The Dubbo project was born in 2008 and was initially used only on an internal Alibaba system; In 2011, Ali B2B decided to open source the whole project, and in only one year, it gained a large number of users from different industries. In 2014, Dubbo stopped updating due to internal team changes; In September 2017, Dubbo 3 restarted open source and was incubated and graduated by Apache in May 2019, becoming the second project donated by Alibaba to Apache graduation.
Dubbo and HSF’s practice in Alibaba
In 2008, HSF was the main service framework used by taobao within the group, while Dubbo was used by B2B. The two are independent and go their separate ways. With the rapid development of business, cross-language, cross-platform, cross-framework requirements are increasingly obvious, and the call for inter-connectivity between different businesses is getting louder and louder, which soon becomes the demand of almost the whole group. That is, taobao can call B2B services and vice versa.
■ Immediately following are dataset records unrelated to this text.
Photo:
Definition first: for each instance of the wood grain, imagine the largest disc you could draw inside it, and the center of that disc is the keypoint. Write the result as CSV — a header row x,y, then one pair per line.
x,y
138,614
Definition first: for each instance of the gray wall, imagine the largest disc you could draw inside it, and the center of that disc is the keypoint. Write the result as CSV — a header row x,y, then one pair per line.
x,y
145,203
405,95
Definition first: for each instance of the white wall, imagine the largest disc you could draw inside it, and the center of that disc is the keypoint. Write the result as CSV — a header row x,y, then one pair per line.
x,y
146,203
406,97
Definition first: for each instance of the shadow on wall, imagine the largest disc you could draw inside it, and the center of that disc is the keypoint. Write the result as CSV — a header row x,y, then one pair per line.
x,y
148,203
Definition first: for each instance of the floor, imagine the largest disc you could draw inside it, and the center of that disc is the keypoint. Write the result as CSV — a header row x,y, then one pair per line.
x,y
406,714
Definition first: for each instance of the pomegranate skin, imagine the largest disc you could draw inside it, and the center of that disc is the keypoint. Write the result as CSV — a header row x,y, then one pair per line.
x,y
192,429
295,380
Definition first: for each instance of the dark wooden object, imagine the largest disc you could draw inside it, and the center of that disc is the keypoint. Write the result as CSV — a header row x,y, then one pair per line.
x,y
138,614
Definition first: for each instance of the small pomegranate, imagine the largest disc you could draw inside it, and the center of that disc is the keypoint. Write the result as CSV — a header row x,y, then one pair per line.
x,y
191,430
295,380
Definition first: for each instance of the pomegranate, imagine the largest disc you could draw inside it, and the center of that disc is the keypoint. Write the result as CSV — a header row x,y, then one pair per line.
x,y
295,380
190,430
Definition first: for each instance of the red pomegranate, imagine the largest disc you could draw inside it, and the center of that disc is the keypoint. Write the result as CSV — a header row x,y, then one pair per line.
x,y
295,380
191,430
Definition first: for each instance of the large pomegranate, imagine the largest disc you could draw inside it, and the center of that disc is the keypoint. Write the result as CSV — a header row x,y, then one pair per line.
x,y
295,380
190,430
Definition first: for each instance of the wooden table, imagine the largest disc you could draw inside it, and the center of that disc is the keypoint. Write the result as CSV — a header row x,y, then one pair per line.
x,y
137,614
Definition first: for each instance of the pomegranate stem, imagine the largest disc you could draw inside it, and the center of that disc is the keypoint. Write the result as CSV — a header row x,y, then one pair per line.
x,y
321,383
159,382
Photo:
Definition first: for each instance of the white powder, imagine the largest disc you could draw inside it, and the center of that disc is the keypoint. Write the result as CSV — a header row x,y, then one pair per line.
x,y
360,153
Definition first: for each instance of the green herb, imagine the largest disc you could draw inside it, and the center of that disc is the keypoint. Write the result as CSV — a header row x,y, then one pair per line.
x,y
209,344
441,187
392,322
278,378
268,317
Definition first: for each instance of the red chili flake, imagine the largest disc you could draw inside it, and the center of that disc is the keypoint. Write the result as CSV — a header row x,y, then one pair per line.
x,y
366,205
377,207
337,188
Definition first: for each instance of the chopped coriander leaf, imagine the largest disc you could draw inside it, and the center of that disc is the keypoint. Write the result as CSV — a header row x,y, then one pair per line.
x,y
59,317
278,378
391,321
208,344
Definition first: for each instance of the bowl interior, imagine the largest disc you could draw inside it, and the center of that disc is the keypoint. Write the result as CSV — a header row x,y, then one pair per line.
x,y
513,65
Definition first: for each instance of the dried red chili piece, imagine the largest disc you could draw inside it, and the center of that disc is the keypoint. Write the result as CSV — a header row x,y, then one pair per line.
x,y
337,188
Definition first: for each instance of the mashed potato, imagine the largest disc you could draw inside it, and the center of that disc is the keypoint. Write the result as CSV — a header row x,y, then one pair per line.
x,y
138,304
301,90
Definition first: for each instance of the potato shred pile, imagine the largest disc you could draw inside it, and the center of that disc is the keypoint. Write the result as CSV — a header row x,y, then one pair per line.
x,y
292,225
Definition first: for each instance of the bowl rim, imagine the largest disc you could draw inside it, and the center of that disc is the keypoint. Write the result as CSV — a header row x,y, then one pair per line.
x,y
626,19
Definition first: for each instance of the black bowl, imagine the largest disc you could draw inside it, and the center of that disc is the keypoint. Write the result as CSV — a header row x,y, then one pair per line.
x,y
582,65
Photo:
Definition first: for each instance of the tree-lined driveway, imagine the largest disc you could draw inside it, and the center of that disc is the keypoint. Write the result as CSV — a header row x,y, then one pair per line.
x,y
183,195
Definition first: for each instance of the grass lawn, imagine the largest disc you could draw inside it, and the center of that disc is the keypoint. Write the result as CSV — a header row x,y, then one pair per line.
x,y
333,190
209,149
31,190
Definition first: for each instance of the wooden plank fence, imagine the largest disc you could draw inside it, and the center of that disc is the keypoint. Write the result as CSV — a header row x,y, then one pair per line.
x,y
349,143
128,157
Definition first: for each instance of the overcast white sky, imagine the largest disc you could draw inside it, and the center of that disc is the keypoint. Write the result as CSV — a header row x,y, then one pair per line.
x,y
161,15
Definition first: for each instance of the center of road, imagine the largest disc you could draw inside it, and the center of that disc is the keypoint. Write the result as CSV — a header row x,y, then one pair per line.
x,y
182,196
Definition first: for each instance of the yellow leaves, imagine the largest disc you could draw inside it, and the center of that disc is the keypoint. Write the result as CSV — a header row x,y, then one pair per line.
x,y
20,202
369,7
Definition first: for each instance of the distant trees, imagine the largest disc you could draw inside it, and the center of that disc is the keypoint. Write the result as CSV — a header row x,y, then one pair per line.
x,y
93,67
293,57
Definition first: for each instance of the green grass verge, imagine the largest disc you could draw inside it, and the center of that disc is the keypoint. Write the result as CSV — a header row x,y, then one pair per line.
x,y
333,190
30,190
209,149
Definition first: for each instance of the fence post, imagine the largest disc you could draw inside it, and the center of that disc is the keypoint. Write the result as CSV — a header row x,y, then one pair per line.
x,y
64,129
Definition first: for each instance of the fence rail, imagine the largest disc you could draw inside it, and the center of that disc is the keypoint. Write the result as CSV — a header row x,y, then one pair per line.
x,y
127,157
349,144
The service framework is just like the rails of the railway, which is the basis of interworking. Only when the interworking of the service framework is solved, can the higher level business interworking be completed. Therefore, it is an inevitable trend to unify the same standard and build a new generation of service framework. That is, the final framework needs to be compatible with both hF1. X and Dubbo protocols, including 1.x and 2.x. For the needs of the group, stability and performance are the core. Therefore, HSF, which has been tested in high concurrency scenarios like e-commerce, was selected as the core of the new generation of service framework. Subsequently, HSF 2.0 was released and reconfigured to address major issues of previous versions of HSF, reducing maintenance costs and further improving stability and performance. HSF 2.0 solves the framework scalability problems such as communication protocol support opacity and serialization protocol support opacity. Based on the Java version of HSF 2.0, the group has also evolved multi-language clients such as CPP/NodeJs/PHP.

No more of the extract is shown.